![]() |
|
|
PanturaNews (Brebes) - Kodim 0713 Brebes, Jawa Tengah, mulai menyalurkan BTPKLWN atau Bantuan Tunai Pedagang Kaki Lima, Warung, dan Nelayan, Jumat 8 April 2022.
BTPKLWN merupakan bantuan yang berasal dari pemerintah pusat melalui Kementerian Keuangan RI. Di mana peruntukannya bagi para pelaku ekonomi kerakyatan yang ada di seluruh wilayah tanah air.
Dengan tujuan agar mereka mampu tetap bertahan di tengah pandemi covid-19 di tahun 2022 dan diharapkan mampu bertahan di tahun depan.

Menurut Dandim Brebes, Letkol Armed Mohamad Haikal Sofyan, penyaluran bantuan tersebut adalah sebagai upaya pemulihan ekonomi nasional.
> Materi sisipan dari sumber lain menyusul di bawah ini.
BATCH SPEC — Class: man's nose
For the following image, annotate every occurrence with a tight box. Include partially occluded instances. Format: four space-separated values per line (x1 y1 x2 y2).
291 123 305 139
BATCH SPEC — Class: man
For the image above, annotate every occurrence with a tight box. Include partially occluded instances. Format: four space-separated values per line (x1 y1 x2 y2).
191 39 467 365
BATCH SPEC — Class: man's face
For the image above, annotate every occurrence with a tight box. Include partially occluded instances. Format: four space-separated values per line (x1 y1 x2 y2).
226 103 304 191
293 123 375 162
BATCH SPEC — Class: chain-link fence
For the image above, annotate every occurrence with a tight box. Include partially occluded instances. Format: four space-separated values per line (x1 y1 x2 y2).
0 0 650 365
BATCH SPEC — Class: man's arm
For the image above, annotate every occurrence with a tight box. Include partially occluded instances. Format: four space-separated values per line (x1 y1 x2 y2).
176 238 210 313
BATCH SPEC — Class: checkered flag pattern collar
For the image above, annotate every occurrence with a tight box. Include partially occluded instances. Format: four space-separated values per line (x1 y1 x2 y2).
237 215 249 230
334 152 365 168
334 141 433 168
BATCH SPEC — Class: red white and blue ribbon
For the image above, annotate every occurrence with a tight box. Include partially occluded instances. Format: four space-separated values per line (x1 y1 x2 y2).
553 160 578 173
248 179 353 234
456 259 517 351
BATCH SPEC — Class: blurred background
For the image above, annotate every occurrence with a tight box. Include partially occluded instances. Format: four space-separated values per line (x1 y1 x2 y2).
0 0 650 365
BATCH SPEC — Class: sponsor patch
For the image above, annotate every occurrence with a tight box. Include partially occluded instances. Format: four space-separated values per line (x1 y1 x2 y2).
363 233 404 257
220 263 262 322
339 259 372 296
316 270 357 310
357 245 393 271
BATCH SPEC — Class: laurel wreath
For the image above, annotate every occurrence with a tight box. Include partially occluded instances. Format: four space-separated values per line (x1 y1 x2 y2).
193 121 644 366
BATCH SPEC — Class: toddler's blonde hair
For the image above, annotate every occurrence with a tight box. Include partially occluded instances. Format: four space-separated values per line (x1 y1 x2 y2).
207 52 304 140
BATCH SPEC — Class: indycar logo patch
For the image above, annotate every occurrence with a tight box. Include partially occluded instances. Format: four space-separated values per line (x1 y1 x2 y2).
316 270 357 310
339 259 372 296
"Penyaluran melalui TNI ini, juga, dimaksudkan agar cepat diterima dan tepat sasaran karena warga terdata oleh Babinsa bersama perangkat desa," kata Haikal Sofyan.
Kemudian, lanjut Haikal, kodim juga berkoordinasi dengan dinas sosial guna menghindari duplikasi dari para penerima bantuan sebelumnya.

“Adapun untuk di hari pertama penyaluran bantuan ini, ada 600 orang yang akan menerimanya yaitu para pedagang kaki lima, pemilik warung, serta nelayan, dan mereka masing-masing akan menerima sebesar Rp 600 ribu,” terangnya.
Lanjut Dandim, untuk skala luas BTPKLWN merupakan upaya pemulihan ekonomi nasional yang dilakukan pemerintah di 212 kab/kota penyandang wilayah kemiskinan ekstrem maupun terdampak covid-19.
Sedangkan untuk di wilayah Kabupaten Brebes sendiri (17 kecamatan), bantuan yang akan disalurkan untuk 25 ribu orang selama 20 hari, yaitu mulai tanggal 8-28 april 2022.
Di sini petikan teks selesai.